Monday, June 19, 2017

No more Mega-Millions!?! @$$#%!

We’re coming up on the two-full-year mark of not having a budget proposal for Illinois state government, yet about the most outraged the public has become was that point in time in October of ’15 when state officials said the financial problems would cause payments to be delayed to Illinois Lottery game winners.
 
Soon to be no more?

The people who lamely played their numbers (or let the ‘quick pick’ option do it for them) learned that their “jackpot” wasn’t going to come anytime in the near future. They’d have to get in line and wait like everybody else who does business with the state.

THAT, I RECALL, ticked people off enough to file lawsuits demanding immediate payment of their newly-found fortunes. They weren’t going to wait one minute for the prize money they thought they were entitled to.

In short, it was this relatively trivial aspect of state government finances that caught the attention of the public and probably was the first bit of attention many people paid to the fact that we have our government in operating mode without any specific plan for how it is spending money.

The lottery can do that for you; it will capture the attention of the public, particularly those with no work ambition who seriously are banking their future on the off-chance of a game-winning prize.

Perhaps those kind of people who watch re-runs of the old “Roseanne” show and think that program’s final season (in which she wins $108 million in the Illinois Lottery and goes through many life-changing experiences) is their fantasy come true!

WHICH IS WHY it was significant last week when reports indicated the state’s financial problems are again impacting the lottery.

It’s the Mega-Millions and Powerball games – those multi-state initiatives that the Illinois Lottery cooperates with that, because so many people get involved, have the potential to create such large prizes so quickly.

They’re popular for those people who really want to dream about what they’d do with a couple hundred million dollars, but wouldn’t have a clue how to earn money legitimately.

It seems the inability of the state to promptly pay its bills is causing bureaucratic complications that will mean Illinois will no longer participate in those particular games. The Illinois Lottery will go back to just its standard weekly draws and its instant scratch-off games.

AFTER WINNING ALL those millions, how are we going to get people to want to play when the potential prize is an instant game $5?

It’s literally like that old World War I-era jingle, “How Ya Gonna Keep ‘Em Down on the Farm? After They’ve Seen Paree?” Or maybe we’ll be asked to believe that these new lottery prizes are something special – like Paris, Ill., the Edgar County town of some 6,100 people.

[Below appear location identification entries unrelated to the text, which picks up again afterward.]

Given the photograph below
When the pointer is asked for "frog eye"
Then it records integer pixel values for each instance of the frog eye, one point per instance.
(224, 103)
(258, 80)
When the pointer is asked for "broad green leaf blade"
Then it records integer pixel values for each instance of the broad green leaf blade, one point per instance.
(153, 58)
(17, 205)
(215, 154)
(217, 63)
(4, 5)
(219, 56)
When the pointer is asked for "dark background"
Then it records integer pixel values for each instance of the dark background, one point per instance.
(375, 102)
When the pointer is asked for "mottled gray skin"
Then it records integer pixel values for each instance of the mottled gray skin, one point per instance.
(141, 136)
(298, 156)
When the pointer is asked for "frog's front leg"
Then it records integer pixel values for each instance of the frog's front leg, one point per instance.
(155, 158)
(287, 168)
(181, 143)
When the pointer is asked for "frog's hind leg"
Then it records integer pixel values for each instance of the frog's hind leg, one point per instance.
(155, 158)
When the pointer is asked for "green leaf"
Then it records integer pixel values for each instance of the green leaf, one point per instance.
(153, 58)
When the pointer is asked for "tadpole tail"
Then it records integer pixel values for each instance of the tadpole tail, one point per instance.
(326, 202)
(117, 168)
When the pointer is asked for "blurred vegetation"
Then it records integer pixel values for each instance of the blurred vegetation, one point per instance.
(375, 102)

It was interesting to see the Capitol Fax newsletter out of Springfield the other day – as it published tidbits hinting it might actually be the state pulling out of the lottery games, rather than the state being dumped.

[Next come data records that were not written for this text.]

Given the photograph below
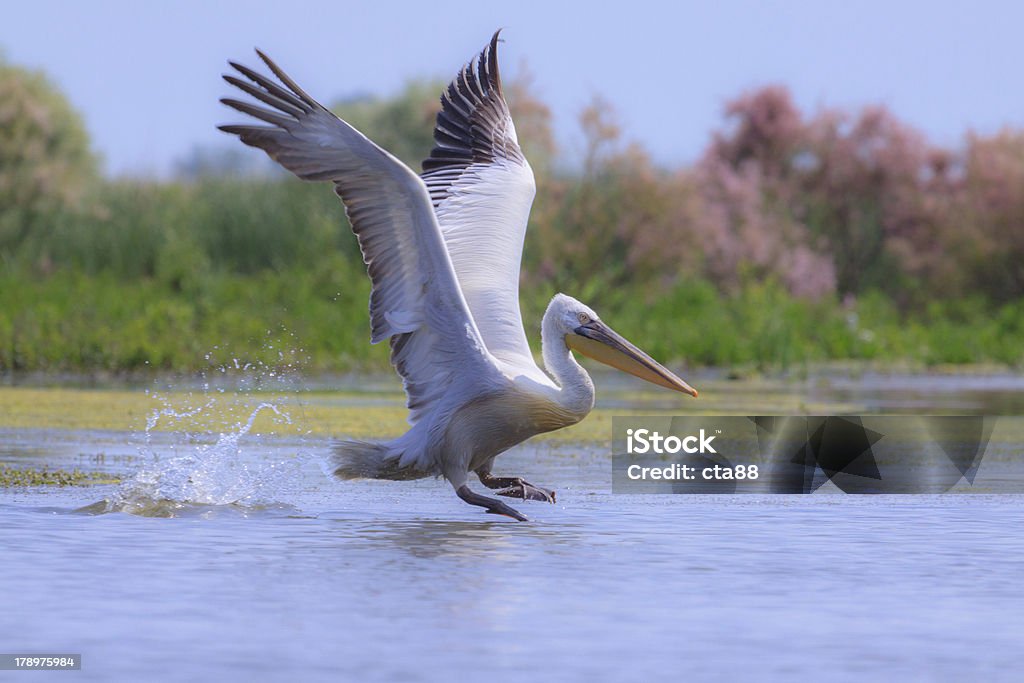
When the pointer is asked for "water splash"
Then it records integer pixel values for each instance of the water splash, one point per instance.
(214, 459)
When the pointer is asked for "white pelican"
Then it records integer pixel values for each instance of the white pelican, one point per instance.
(442, 250)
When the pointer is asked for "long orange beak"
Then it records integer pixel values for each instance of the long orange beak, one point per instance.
(598, 341)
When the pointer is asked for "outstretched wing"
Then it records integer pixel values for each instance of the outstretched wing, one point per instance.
(482, 187)
(416, 300)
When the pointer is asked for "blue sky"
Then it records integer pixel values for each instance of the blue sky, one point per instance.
(146, 76)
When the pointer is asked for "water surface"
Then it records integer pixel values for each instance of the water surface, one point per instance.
(230, 556)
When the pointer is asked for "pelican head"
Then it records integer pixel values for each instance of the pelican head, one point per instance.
(586, 333)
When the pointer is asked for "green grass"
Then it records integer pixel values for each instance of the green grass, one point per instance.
(315, 318)
(30, 476)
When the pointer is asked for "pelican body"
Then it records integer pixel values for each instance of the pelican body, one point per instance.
(442, 250)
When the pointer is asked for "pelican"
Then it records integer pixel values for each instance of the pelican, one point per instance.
(442, 251)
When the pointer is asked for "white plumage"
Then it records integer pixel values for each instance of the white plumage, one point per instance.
(443, 252)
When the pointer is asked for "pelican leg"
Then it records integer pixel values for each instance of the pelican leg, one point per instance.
(493, 505)
(514, 486)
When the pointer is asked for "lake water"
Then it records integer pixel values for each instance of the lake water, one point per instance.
(163, 578)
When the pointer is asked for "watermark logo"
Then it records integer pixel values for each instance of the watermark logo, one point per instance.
(644, 440)
(817, 454)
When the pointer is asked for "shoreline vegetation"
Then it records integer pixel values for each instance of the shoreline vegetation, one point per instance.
(795, 240)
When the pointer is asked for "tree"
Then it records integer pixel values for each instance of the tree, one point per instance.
(46, 165)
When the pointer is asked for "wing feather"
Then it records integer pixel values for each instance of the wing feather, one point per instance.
(416, 300)
(482, 188)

Although as WBBM-TV reported recently, the two games do kick back to the state a share of the proceeds from tickets sold here – totaling some $122 million. Not a petty sum.

BUT ALSO NOT something that helps the state much since, without a formal budget in place, we can’t spend the money on anything – except for those state programs that have federal court orders insisting they operate regardless of the state’s ineptitude.

I can’t help but wonder how the outrage will be expressed. Will we literally get people picketing for their right to play Powerball? Will the Mega Millions be the issue that causes the public to put pressure on the politicos to get off their derrieres and act?
 
Enough to make some of us honorary Hoosiers?

Will we experience a continued sense of apathy? Or will we see the rush of people across the state line to Indiana, seeking out every convenience store, gas station and cheap smokes shop with a “Hoosier Lottery” sign so they can buy their Powerball tickets there?

Will lottery tickets become like gasoline; something that people who live near the border make a special trip across State Line Road to purchase because the local option is just so ridiculous by comparison?